/progressiveDB

Progressive DB

Primary LanguageJavaMIT LicenseMIT

ProgressiveDB

ProgressiveDB was presented as a demo at VLDB 2019 as a middleware to support interactive data exploration. It provides ProgressiveSQL which introduces Progressive Queries and Progressive Views. A Progressive Query returns a fast result that is refined with continuing time. A Progressive View provides some query steering possibilities by mentioning possible future queries.

ProgressiveDB connects via JDBC to a DBMS and provides a JDBC interface to connect to. Currently PostgreSQL and MySQL are supported as data source, however it is possible to add drivers for other database systems.

Demo

The demo setup can be run in a docker container. The original demo did not use a partitioned table for the exact execution. However, the provided docker image uses for both progressive and exact execution a partitioned table to save memory. Therefore the exact execution will probably much faster. The container can be started via the following command:

docker run --name progressive-db-demo -p 5555:5432 -p 8000:8000 -p 8081:8081 -p 9001:9001 -d -e POSTGRES_DB=progressive -e PGDATA=/postgres bergic/progressive-db-demo:1.1

After starting the container (which will probably take a few minutes) the demo can be accessed via http://localhost:8000/index.html. The underlying PostgreSQL database can be accessed via psql:

psql -U postgres -d progressive -h localhost -p 5555

You can also connect to the ProgressiveDB server.
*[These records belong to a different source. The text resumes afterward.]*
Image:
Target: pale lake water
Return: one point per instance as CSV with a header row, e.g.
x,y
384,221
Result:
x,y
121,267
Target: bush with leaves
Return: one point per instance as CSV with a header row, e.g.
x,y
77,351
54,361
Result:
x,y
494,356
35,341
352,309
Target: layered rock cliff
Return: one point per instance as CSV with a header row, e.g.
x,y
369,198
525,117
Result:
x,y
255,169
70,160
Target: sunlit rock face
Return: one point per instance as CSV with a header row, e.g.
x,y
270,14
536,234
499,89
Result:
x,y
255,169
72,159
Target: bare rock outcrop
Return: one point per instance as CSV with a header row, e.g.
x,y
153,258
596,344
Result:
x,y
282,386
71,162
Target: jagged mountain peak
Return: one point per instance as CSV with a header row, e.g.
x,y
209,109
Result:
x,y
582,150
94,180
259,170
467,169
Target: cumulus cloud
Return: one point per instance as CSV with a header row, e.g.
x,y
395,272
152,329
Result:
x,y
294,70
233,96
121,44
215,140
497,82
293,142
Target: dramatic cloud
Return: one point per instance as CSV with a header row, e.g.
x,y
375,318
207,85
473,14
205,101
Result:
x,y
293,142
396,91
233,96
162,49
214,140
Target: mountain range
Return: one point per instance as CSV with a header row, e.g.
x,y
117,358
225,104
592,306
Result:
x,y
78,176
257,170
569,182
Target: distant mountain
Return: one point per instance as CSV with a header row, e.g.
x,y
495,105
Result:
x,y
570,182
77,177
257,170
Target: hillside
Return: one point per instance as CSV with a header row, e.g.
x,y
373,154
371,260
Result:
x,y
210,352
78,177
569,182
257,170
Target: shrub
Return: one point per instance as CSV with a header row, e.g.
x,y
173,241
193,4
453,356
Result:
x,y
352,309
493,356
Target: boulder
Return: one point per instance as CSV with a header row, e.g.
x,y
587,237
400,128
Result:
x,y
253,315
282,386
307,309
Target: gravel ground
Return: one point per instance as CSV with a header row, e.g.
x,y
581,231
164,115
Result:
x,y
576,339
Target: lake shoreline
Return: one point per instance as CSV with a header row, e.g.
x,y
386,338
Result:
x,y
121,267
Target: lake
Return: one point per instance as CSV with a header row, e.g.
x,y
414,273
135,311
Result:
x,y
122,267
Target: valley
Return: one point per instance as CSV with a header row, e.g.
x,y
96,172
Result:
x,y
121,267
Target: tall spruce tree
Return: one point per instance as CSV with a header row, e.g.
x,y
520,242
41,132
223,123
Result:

Include the following dependency into your project:

<dependency>
    <groupId>org.apache.calcite.avatica</groupId>
    <artifactId>avatica-core</artifactId>
    <version>1.15.0</version>
</dependency>

An example query could be:

try (Connection connection = DriverManager.getConnection("jdbc:avatica:remote:url=http://localhost:9001")) {
    try (Statement statement = connection.createStatement()) {
        try (ResultSet result = statement.executeQuery("SELECT PROGRESSIVE AVG(depdelay), origin, progressive_progress() FROM ontime1m GROUP BY origin")) {
            while (result.next()) {
                System.out.printf("%f | %s | %f\n", result.getDouble(1), result.getString(2), result.getDouble(3));
            }
        }
    }
}

All fields of the table ontime1m can be found at: http://stat-computing.org/dataexpo/2009/the-data.html. The table ontime1m does not contain all entries of the original ontime table, but just the 40 biggest airports.
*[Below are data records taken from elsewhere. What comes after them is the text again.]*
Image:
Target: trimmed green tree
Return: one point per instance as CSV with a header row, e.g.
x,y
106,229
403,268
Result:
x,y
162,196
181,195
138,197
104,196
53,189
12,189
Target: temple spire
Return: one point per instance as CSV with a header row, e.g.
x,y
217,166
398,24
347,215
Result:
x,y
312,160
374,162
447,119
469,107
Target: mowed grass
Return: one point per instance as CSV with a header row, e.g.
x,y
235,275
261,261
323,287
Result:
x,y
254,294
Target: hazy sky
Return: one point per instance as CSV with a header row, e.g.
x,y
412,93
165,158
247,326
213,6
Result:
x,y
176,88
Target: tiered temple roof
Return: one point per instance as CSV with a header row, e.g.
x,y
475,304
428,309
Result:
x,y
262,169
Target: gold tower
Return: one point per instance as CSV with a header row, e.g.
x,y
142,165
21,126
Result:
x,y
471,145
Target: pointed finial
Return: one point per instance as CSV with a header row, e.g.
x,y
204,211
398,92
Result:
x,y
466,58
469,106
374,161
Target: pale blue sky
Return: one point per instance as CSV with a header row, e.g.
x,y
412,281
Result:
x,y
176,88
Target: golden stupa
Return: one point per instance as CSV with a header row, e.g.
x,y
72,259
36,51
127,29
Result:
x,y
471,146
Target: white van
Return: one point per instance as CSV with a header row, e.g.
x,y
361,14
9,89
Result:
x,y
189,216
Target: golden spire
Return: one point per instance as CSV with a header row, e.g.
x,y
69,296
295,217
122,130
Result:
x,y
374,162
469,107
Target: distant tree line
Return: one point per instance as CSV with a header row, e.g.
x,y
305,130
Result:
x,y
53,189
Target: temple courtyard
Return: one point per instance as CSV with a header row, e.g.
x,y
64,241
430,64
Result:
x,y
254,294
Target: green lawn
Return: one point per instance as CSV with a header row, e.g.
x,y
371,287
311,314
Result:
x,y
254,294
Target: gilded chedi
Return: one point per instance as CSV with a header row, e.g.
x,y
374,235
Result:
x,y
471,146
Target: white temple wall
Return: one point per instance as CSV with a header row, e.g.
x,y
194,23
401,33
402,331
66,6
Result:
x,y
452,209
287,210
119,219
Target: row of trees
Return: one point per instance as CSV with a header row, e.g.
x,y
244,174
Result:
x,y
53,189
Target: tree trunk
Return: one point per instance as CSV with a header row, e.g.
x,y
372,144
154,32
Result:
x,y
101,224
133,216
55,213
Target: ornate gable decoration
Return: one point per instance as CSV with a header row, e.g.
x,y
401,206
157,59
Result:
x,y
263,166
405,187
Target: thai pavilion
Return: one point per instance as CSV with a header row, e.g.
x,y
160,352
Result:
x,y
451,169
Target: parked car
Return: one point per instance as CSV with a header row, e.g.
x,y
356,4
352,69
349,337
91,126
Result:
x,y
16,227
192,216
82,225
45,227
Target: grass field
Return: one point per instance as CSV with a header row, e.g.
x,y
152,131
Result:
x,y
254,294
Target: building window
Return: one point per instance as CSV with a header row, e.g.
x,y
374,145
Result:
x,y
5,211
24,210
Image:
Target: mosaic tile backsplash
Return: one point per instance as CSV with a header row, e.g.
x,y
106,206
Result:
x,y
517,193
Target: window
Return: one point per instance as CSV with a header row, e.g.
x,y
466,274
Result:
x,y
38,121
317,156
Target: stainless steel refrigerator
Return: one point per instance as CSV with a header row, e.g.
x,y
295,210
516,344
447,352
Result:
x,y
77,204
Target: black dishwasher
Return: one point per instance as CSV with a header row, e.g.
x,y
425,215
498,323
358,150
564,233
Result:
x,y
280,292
Continue reading to get to know how ProgressiveDB can be used more detailed.

Setup

You can either embed ProgressiveDB into your App or download the standalone version from https://github.com/DataManagementLab/progressiveDB/releases. The embedded version must be compiled first on your own:

git clone git@github.com:DataManagementLab/progressiveDB.git
cd progressiveDB
mvn clean install -DskipTests

You are now able to include the core into your project:

<dependency>
  <groupId>de.tuda.progressive.db</groupId>
  <artifactId>progressive-db-core</artifactId>
  <version>0.2</version>
</dependency>

Configuration

Standalone

If using the standalone version you need to create a configuration file progressive-db.conf in the same directory or pass a custom path as first parameter to the jar.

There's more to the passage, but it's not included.